No one from the Justice Department ever responded. Conservative watchdog group Judicial Watch, which called Ohio’s voter registration train wreck to Husted’s attention, is now suing him for failing to take action, beyond issuing a “directive” to remove ineligible voters that Judicial Watch describes as “all bark and no bite,” since there is no evidence that anything was actually done.
Judicial Watch has already filed a similar lawsuit against the State of Indiana, and says other states with disturbing levels of ineligible registered voters include Mississippi, Iowa, Missouri, Texas, Pennsylvania, West Virginia, Florida, Alabama, California, and Colorado. Florida’s struggle to clean up its rolls, in the face of active hostility from Eric Holder’s Justice Department, has already made headlines.
Nationwide, the Pew Center for the States estimates about 24 million ineligible voter registrations, including “more than 1.8 million dead people listed as voters; about 2.75 million with voter registrations in more than one state; and about 12 million voter records with incorrect addresses, meaning either the voters moved or errors in the information make it unlikely any mailings can reach them.”
The National Voter Registration Act includes provisions “to ensure that accurate and current voter registration rolls are maintained,” but somehow that part of the NVRA doesn’t seem to count. It’s painfully obvious that we don’t have accurate and current voter registration – not even by the standards of the early Twentieth Century, let alone the early Twenty-First – but the only parts of the NVRA we ever hear cited are the passages that can be used as roadblocks against cleaning up the rolls, or keeping fraudsters away from the polls.
Without solid voter identification laws, every one of these phony registered voters presents an opportunity for fraud – and of course, Eric Holder is dedicated, above almost every other consideration, to blocking voter ID laws.
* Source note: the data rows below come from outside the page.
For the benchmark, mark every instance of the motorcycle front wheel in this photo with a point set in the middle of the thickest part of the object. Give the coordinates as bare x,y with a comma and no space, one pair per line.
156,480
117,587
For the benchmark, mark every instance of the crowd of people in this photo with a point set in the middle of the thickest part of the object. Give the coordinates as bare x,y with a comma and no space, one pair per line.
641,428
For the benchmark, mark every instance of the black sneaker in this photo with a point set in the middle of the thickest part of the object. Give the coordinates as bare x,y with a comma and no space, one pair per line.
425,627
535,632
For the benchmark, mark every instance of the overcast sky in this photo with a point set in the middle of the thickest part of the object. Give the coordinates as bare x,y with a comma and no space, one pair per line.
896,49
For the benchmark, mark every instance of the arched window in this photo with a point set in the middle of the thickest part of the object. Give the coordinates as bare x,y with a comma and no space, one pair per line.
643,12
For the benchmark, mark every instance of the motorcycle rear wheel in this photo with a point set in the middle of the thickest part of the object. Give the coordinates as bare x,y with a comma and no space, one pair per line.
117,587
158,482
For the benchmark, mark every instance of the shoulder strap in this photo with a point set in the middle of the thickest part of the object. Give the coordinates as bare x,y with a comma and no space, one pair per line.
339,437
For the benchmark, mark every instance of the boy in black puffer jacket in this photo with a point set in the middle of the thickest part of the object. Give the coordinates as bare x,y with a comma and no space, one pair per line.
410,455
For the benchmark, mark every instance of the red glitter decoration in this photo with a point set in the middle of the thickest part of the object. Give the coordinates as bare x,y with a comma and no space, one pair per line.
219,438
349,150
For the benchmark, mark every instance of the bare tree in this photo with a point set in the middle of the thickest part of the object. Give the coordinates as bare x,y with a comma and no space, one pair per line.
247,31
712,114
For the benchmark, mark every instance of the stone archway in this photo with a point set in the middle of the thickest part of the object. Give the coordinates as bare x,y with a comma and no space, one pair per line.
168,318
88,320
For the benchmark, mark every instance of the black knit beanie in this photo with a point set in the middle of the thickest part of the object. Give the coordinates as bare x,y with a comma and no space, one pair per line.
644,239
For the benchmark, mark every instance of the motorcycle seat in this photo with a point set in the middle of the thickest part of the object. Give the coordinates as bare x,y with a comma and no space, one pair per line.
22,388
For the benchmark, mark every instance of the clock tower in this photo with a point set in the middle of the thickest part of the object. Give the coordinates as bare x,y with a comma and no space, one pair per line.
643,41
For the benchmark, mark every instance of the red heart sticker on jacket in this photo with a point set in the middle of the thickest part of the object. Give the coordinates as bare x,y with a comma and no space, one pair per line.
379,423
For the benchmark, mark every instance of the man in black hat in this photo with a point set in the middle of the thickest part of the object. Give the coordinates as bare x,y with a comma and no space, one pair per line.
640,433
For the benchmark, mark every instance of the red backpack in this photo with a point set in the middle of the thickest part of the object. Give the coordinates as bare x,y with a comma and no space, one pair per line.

And vote fraud on this scale is not a mess that can be cleaned up after the election. If a candidate wins a tough swing state like Ohio by, let us say, 5000 votes, and it is later discovered that 6000 false votes were cast in the election, the Presidency is not going to be taken away and given to the defrauded opponent. It’s not even like one of those sports scores that picks up an asterisk due to questionable circumstances. It won’t matter at all… except as another data point to be erased from the public mind, when vote fraud defenders crank up the machinery of fear and ignorance for the 2014 midterms and 2016 presidential campaign. And no one on the Left will express a single moment’s remorse for the legal voters who were disenfranchised by stolen ballots. They won’t have names and faces; no one will be paraded through media interviews to complain about the theft of his or her vote in a historic election.
Vote fraud must be prevented, not investigated after the fact. There is absolutely no logical reason for a computerized society to tolerate thousands of ineligible voters on its rolls. The state of Ohio is not a third-world banana republic. At least, it’s not supposed to be one. The sacrifice of national pride, and even self-respect, required to meekly accept counties with 110 percent voter registration is astonishing.